Nothing coming out of China these days sounds very good and hence, nothing coming out of Davos sounds very good, which, depending on how one looks at that is a good thing because in the past nothing has ever come out of this most expensive waste of time, or a bad thing as even these clowns are worried. Seems as though no one really believes the Chinese numbers and the credit situation appears to be worsening both from the standpoint of quality and availability which, if true, is certainly bad news. Not that any of this should come as a surprise mind you, but somehow what was always there, hiding in plain sight, suddenly terrifies everyone when someone suddenly says, "Oh, look what's hiding there in plain sight!"

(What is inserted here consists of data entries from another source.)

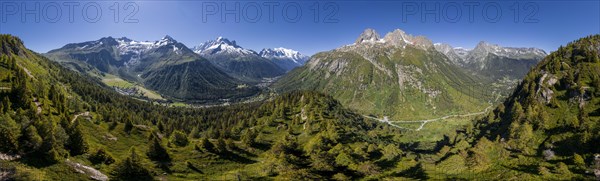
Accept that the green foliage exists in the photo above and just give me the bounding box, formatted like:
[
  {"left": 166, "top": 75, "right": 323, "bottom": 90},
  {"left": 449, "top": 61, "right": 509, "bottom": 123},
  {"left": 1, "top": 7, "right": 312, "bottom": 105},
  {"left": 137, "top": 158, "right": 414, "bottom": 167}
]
[
  {"left": 123, "top": 119, "right": 133, "bottom": 133},
  {"left": 382, "top": 144, "right": 402, "bottom": 161},
  {"left": 89, "top": 148, "right": 115, "bottom": 165},
  {"left": 147, "top": 136, "right": 170, "bottom": 162},
  {"left": 0, "top": 114, "right": 19, "bottom": 153},
  {"left": 65, "top": 121, "right": 88, "bottom": 155},
  {"left": 274, "top": 45, "right": 491, "bottom": 121},
  {"left": 110, "top": 147, "right": 153, "bottom": 181},
  {"left": 240, "top": 129, "right": 257, "bottom": 147},
  {"left": 2, "top": 34, "right": 599, "bottom": 180},
  {"left": 573, "top": 153, "right": 585, "bottom": 168},
  {"left": 196, "top": 137, "right": 214, "bottom": 152},
  {"left": 169, "top": 130, "right": 189, "bottom": 147}
]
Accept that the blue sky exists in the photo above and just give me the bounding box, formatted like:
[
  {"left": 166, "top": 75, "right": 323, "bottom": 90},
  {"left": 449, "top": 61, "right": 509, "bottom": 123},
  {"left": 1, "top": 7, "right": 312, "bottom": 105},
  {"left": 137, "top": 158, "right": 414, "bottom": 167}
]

Anyway, equity markets continued their dive into the gurgle tube on this and the continued realization that Mr. Bernanke's last act might be another tapering and the snoops at the ECB suggesting that all is not well with bank portfolios Over There all of which translates into the fear of a loss of liquidity which some think (me) that this was the only thing holding life together in the first place.
We have talked about the structural problems facing the Euros but yesterday it was demonstrated just how threatened they themselves feel when Brussels announced a dramatic shift in policy in regard to the all-time sacred cow of European politics: global warming. Rather than setting guidelines for reduction in carbon emissions for individual counties, Brussels now looks to an average reduction target for all of Euroland which of course means no target at all. The reason? It was to cost too much and reduce economic growth to proceed in the original manner. What's saving the world when votes are at stake. Yesterday the mantra was that Euroland would look to China and the U.S. to do the heavy lifting economics-wise in the short to medium term; that changed today. We're it Over Here.
Actually, the U.S. is in a sweet spot particularly as a result of energy costs. We're lucky no doubt. But keep in mind that the great energy boom of the past 5 years has come without any support whatsoever (Crazy Lizzy not withstanding) from the public sector--witness the no-brainer of a pipeline running where 83,000 miles of other pipelines run but denied its existence as a sop to the environmental lobby. Nearly nine million jobs have been created in the past 5 years but we still have fewer working Americans than in 2007. Financial regulation has reduced the availability of credit or the willingness to lend. The U. S. is not in a good place as the leader of a global economic revival and yet we are the best bet out there. We had best get our act together quickly which is one reason that I continue to believe Mr. Bernanke's last act will also be the last of the tapering as although it really does nothing for economic growth (as demonstrated) the result of QE not being there is too visible--down goes the stock market, and this is an election year. Of course if we could only find a two or three year bubble that would help thing immeasurably
In his State of the Nation address next week, The Leader will look to none of these issues--or so it is reported. Equality is the supposed vote getter and it is equality through unequal treatment that we shall get. It should be a great speech…I can't wait. Don't we live in interesting times?